2021年、45歳で史上最年長ワールドタイトル記録を樹立したジョエル・チューダーだが、2022年はWSLへの要望の末、WSLのルール違反により出場停止処分を食らってしまい、WLTイベントにも姿を見せていない。
デヴォン・ハワードのWSLロングボードツアーディレクターの辞任と併せ、彼らは世界中の有望な若いロガーのためにやるべきことをやって表舞台から潔く去ったのかもしれない。
ジョエルに関してはハンティントンビーチでの『Vans US Open of Surfing』と併催されるWLT第2戦『VANS Duct Tape Invitational』で運営側として参加する可能性はある。

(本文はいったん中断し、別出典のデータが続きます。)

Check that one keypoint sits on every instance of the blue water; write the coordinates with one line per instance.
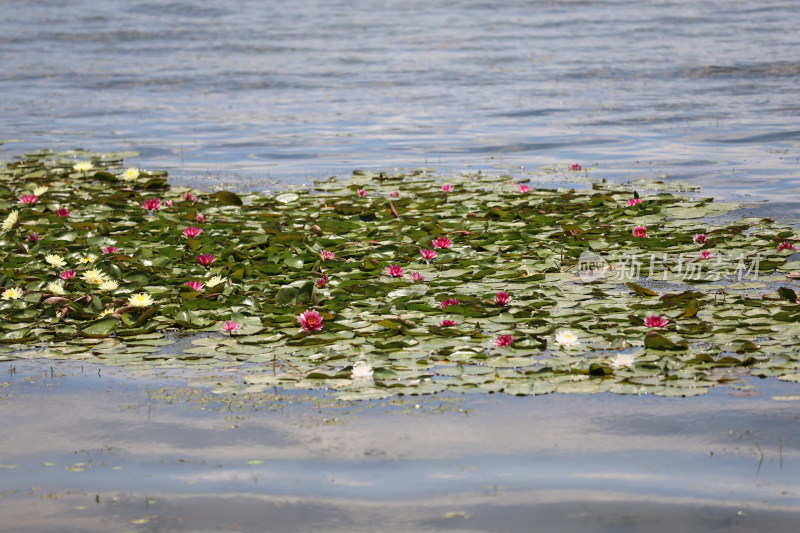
(251, 91)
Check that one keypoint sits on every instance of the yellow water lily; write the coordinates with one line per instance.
(11, 220)
(141, 299)
(12, 294)
(55, 260)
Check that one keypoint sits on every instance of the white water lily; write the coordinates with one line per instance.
(56, 287)
(11, 220)
(566, 338)
(361, 370)
(55, 260)
(83, 166)
(622, 360)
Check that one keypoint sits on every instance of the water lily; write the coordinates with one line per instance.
(192, 231)
(151, 204)
(394, 271)
(83, 166)
(656, 321)
(55, 260)
(13, 294)
(94, 276)
(229, 326)
(504, 340)
(428, 255)
(141, 299)
(361, 370)
(566, 338)
(206, 259)
(442, 242)
(130, 174)
(450, 301)
(310, 321)
(109, 285)
(56, 287)
(621, 360)
(195, 285)
(216, 280)
(11, 220)
(502, 298)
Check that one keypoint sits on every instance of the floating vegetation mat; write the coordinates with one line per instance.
(383, 285)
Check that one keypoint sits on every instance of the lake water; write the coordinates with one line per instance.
(251, 92)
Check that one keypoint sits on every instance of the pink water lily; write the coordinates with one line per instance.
(450, 301)
(192, 231)
(442, 242)
(230, 326)
(151, 204)
(502, 298)
(428, 255)
(195, 285)
(310, 321)
(504, 340)
(394, 271)
(206, 260)
(705, 254)
(656, 321)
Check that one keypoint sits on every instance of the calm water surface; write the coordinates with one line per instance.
(702, 91)
(251, 91)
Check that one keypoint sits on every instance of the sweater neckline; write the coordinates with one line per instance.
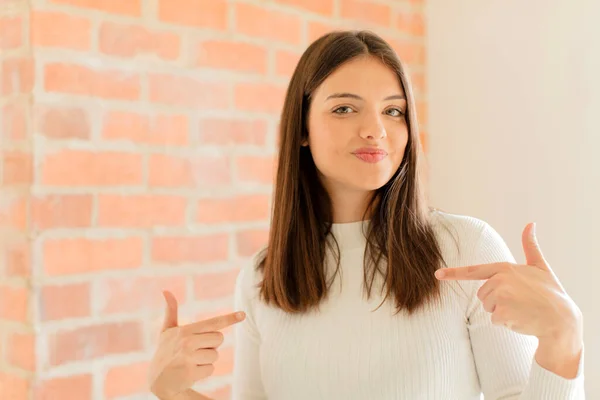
(350, 234)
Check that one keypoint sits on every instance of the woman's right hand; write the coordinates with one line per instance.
(186, 354)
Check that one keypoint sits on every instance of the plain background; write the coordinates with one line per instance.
(514, 94)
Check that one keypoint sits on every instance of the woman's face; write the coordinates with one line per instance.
(359, 109)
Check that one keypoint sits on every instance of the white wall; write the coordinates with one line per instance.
(514, 100)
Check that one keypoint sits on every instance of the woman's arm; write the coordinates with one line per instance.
(247, 380)
(508, 363)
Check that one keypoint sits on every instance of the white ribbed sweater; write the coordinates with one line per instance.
(347, 351)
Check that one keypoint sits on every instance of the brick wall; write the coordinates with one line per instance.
(137, 144)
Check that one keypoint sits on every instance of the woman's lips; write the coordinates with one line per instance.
(370, 155)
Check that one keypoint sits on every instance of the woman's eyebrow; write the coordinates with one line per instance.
(357, 97)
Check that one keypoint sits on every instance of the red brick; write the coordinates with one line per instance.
(249, 242)
(11, 33)
(411, 22)
(56, 29)
(257, 169)
(419, 83)
(20, 349)
(233, 209)
(210, 14)
(17, 76)
(124, 295)
(254, 20)
(214, 286)
(126, 380)
(61, 211)
(57, 303)
(286, 62)
(68, 388)
(262, 97)
(80, 255)
(17, 168)
(123, 7)
(411, 53)
(87, 168)
(141, 211)
(95, 341)
(131, 40)
(184, 91)
(13, 212)
(162, 130)
(14, 387)
(197, 249)
(365, 11)
(229, 132)
(18, 258)
(77, 79)
(235, 56)
(318, 29)
(14, 303)
(14, 122)
(62, 122)
(172, 171)
(323, 7)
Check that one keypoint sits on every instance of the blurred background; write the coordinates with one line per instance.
(137, 144)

そんなジョエルがショートボードで言えば、ケリー・スレーター並にサーフボードにこだわっていることはご存知だろう。
何十年も乗ってきたドナルド・タカヤマのボードのシェイプルームで培った知識と歴史の移り変わりを見てきたことに加え、デビッド・ヌヒワ、ナット・ヤングが彼の師匠である。
重要なのはロングボードだけではなく、ミッドレングスなどのオルタナティブの世界でもジョエルが先人の知識を受け継いで舵取り役を担っていることだろう。
今回紹介する動画はLogRapを運営するライアン・キャノンの前でジョエルがナット・ヤングとの30年前のエピソードを話した後、1967年のナットのボードデザインにインスパイアされてオーダーしたノーコンケーブのロングボードに乗る映像だ。
ナット・ヤングがデビッド・ヌヒワを倒してワールドチャンピオンになったのは1966年なので、まさに全盛期にナットが乗っていたサーフボードに近いデザイン。
当時、10ft前後もあったサーフボードをナットは9ft台まで短くしてクリティカルセクションでのターンとノーズライドを披露してそれがのちにショートボード革命に繋がる。
つまり、サーフボードの歴史にとって重要な時代だったデザインをナットの弟子だったジョエルが2022年に蘇らせて夏のカリフォルニアで乗りこなすのだ。